Her hands clenched into fists.

Gods and devils, but she wanted to kill something.

###

Mazael lowered his lance, Hauberk’s hooves ripping at the earth. On his right Sir Hagen roared commands to the armsmen and the knights, while on his left Sir Aulus galloped with the Cravenlock banner. The horse archers streamed past the knights, some of them turning in their saddles to loose shafts at the pursuing Tervingi. He saw Romaria flash past, releasing arrow after arrow with cool precision. 

Good. She was safe.

The charging Tervingi raced toward them, bellowing their battle-hymn, and Mazael gave himself to the rage.

The horsemen crashed into the Tervingi.

A Tervingi swordsman ran at Mazael, brandishing a broadsword.
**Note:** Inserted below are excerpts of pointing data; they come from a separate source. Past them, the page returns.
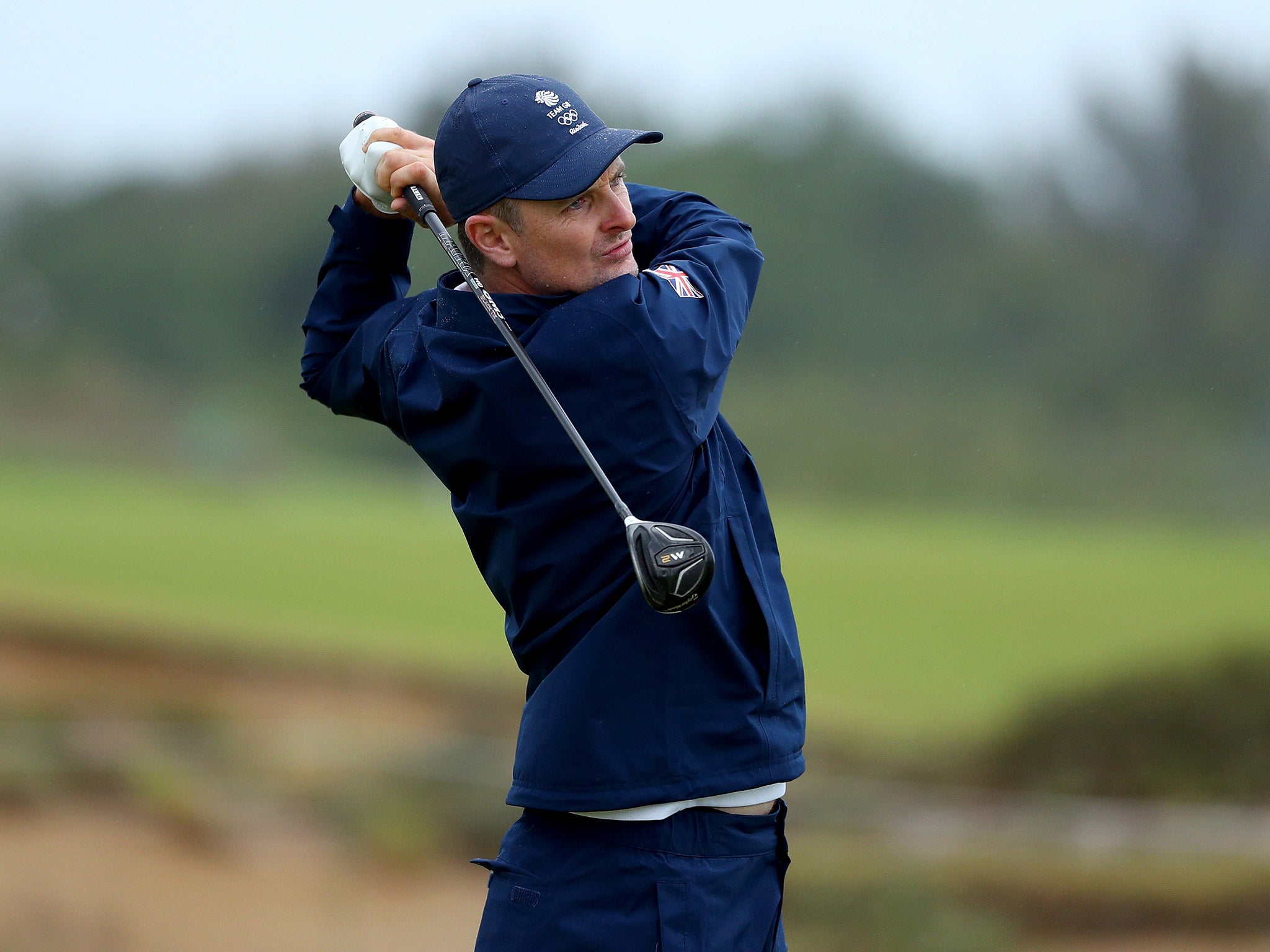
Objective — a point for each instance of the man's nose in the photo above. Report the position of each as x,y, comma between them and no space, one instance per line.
619,216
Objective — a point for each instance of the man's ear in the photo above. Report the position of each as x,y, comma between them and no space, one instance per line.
489,234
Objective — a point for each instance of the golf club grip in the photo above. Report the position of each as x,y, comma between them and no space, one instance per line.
427,213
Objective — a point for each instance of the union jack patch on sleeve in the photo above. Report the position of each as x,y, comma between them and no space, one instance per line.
678,280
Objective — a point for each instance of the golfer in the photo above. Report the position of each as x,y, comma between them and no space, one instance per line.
653,749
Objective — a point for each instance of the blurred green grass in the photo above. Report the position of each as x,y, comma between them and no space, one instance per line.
915,625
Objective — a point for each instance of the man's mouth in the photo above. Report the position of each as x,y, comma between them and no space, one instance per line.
619,252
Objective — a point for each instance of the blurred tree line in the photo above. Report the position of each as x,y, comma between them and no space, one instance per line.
1094,334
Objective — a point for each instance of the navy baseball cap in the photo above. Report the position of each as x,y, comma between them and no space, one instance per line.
522,136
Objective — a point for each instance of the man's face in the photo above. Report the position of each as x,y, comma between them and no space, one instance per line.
577,244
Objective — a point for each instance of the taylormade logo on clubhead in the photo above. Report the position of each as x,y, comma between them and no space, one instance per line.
673,564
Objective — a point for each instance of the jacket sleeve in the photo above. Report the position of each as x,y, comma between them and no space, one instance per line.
360,301
690,325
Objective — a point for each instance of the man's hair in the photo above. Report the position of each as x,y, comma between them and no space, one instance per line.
506,209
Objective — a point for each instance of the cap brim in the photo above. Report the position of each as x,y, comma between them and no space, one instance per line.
577,170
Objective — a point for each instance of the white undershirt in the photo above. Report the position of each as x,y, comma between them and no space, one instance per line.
659,811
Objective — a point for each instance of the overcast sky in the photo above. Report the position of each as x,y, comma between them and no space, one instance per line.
102,90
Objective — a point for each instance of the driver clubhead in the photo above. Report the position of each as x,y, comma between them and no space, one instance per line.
672,563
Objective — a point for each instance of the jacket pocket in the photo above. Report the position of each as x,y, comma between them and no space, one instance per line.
672,918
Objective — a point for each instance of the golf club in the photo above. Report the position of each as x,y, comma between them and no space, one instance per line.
673,564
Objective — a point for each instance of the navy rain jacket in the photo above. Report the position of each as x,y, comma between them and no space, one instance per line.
624,706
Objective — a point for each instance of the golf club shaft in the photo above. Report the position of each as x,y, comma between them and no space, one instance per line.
427,213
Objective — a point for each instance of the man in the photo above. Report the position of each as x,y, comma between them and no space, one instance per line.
653,749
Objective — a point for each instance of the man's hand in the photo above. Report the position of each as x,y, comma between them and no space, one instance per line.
412,164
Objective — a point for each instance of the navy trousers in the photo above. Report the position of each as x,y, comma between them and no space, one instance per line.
699,881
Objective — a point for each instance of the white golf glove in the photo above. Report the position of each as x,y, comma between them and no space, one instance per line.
361,165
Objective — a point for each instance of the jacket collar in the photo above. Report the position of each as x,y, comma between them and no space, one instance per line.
461,311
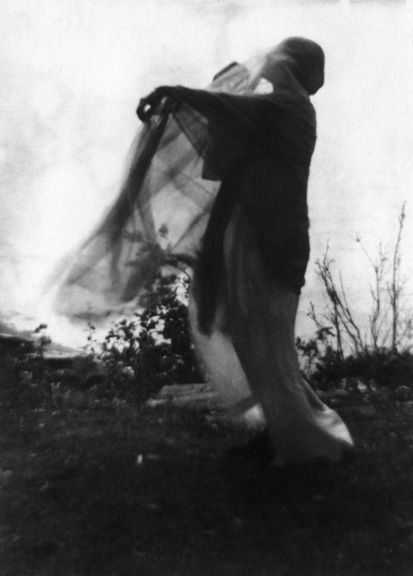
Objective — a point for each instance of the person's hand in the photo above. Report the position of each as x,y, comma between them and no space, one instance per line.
149,104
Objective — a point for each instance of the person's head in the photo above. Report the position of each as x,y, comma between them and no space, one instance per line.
306,59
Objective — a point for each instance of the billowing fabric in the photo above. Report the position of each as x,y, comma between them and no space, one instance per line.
253,363
196,141
218,181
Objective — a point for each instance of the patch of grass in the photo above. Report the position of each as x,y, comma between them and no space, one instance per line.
97,486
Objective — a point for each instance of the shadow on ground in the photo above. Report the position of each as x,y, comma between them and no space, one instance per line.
120,491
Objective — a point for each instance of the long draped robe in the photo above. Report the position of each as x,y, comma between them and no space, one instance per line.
220,179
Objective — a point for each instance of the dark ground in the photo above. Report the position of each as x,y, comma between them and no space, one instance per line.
104,489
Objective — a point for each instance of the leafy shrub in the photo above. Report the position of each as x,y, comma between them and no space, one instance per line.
153,349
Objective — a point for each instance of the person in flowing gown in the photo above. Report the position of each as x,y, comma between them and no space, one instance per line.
219,180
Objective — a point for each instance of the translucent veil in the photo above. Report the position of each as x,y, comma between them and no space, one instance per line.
161,212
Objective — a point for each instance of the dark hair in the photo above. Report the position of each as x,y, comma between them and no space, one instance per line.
309,59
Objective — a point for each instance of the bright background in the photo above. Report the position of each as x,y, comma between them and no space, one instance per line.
73,72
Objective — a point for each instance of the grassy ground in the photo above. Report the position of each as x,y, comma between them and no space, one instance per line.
101,488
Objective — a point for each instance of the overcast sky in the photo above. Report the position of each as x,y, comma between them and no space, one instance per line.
73,72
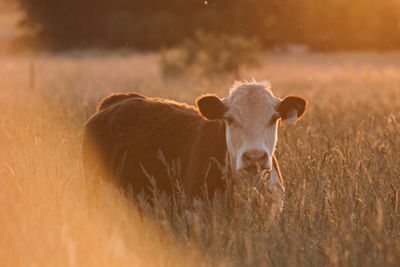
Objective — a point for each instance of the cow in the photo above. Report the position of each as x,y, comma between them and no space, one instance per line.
131,137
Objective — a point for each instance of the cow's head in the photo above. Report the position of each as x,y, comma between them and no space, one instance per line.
251,113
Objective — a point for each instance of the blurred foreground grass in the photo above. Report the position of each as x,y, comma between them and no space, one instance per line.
341,164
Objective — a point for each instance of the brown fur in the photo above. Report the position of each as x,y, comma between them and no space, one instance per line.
128,131
115,98
210,107
290,102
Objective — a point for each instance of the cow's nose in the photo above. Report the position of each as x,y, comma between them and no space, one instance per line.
255,157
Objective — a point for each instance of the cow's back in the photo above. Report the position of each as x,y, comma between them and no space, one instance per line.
126,137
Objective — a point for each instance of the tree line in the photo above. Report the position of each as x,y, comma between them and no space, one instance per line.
155,24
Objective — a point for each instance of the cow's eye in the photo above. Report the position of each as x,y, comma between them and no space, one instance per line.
274,118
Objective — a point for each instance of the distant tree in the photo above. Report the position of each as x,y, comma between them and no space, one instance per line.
152,24
209,55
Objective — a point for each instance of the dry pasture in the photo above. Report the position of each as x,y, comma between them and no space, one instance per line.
341,164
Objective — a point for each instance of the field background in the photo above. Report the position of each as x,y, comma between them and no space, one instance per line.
341,165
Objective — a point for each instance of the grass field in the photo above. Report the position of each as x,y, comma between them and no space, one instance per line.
341,164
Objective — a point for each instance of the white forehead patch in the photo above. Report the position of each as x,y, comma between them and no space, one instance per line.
251,94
Mazael aimed his lance, all his strength and the speed of Hauberk behind the blow, and the steel head tore through the swordsman's neck. The Tervingi fell without a sound and vanished beneath the horses’ pounding hooves. Mazael’s lance ripped through another Tervingi, and the force of the blow knocked the weapon from his hand.

He yanked Lion from its scabbard and took the head from a passing Tervingi with a single smooth blow. 
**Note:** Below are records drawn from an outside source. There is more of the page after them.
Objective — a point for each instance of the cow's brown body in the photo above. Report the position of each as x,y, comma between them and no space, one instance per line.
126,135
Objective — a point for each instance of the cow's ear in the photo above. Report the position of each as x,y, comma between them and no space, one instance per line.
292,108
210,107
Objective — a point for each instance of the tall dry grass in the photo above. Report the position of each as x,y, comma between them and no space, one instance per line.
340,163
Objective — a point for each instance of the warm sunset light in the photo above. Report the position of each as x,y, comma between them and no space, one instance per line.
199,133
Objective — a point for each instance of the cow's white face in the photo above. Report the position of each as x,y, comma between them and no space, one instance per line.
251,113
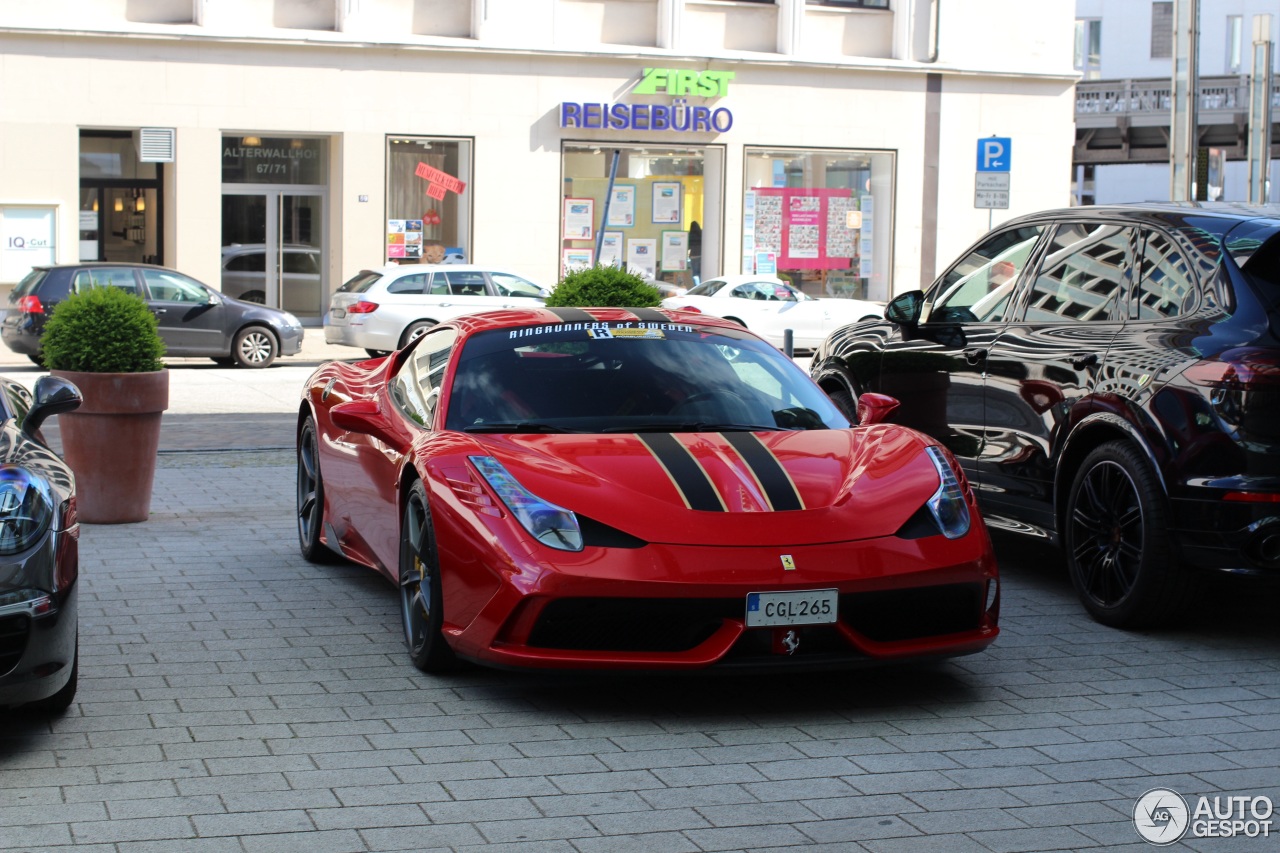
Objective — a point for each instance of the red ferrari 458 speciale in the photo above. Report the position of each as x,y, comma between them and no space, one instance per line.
636,488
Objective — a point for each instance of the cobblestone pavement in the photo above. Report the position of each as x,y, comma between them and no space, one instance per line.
236,698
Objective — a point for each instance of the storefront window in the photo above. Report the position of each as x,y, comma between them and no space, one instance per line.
656,220
821,219
428,200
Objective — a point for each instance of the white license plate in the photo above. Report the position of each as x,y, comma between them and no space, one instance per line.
798,607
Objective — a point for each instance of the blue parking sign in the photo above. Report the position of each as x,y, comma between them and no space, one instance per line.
993,153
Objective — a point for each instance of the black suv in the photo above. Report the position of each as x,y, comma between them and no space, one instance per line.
1110,378
193,319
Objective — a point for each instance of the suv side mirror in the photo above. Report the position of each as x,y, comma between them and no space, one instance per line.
905,309
53,396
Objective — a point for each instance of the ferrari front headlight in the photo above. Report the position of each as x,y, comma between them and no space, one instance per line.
947,505
552,525
26,509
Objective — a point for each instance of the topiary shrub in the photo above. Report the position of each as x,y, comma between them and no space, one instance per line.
103,329
603,287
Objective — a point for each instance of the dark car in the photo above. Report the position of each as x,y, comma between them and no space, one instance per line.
1109,378
195,320
39,551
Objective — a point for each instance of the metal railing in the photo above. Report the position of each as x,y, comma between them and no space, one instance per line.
1116,97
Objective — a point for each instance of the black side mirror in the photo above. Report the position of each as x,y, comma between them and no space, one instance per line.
53,396
905,309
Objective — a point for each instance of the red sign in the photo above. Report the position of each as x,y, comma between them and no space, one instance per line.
437,177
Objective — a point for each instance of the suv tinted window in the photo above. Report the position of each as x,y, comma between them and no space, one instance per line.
415,283
119,277
1166,287
360,283
981,287
1083,274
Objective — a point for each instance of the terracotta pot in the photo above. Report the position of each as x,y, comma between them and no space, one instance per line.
110,442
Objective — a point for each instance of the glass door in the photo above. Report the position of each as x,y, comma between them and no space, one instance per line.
273,249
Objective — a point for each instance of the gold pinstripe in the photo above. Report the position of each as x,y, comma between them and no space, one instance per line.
667,471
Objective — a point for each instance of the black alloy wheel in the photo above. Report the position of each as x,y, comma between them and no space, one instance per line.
1118,543
845,401
421,600
255,347
414,331
311,498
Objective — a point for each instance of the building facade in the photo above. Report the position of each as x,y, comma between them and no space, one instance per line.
1124,54
275,147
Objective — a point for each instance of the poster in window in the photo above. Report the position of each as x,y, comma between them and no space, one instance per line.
611,249
579,218
643,256
576,259
667,200
675,250
622,206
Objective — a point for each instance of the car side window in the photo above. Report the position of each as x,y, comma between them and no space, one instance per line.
416,386
465,283
415,283
508,284
247,263
981,287
1166,286
173,287
119,277
1083,276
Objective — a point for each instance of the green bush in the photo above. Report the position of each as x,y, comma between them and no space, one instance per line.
603,287
103,329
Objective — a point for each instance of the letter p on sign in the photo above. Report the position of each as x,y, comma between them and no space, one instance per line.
993,154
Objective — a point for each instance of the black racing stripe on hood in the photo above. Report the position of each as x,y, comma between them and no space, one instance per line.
768,471
684,470
572,315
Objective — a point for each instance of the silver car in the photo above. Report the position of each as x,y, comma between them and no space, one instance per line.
382,310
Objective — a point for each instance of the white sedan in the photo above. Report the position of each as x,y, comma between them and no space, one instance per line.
384,309
768,306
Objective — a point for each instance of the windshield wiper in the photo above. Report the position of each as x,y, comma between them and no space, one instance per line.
516,427
691,427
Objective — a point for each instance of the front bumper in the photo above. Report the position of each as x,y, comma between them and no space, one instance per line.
684,607
21,336
37,649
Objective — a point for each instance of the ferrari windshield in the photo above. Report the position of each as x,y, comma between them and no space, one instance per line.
630,377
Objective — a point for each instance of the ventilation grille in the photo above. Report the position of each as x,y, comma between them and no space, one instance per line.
156,144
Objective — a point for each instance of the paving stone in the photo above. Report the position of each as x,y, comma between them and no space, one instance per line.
236,699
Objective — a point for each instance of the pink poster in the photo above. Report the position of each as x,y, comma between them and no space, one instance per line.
794,222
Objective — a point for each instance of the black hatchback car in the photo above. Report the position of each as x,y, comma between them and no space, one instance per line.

The Demonsouled rage pulsed through Mazael’s veins like living fire, and he struck left and right, blood dripping from Lion’s blade. Tervingi after Tervingi came at him, and Mazael cut them down like wheat, the power of his arm driving his sword through their shields and armor. All around him the knights and armsmen drove the Tervingi swordsmen back, spearing them, slashing them, trampling them beneath iron-shod hooves. 

Footmen could not stand against the charge of armored knights, not on an open field.

Mazael split the skull of another Tervingi and wrenched Lion’s blade free, laughing. This was what he had been born to do! To fight, to conquer, to slay. Let the Tervingi come! He would cut through them, kill every last one of them, drench the earth with their blood.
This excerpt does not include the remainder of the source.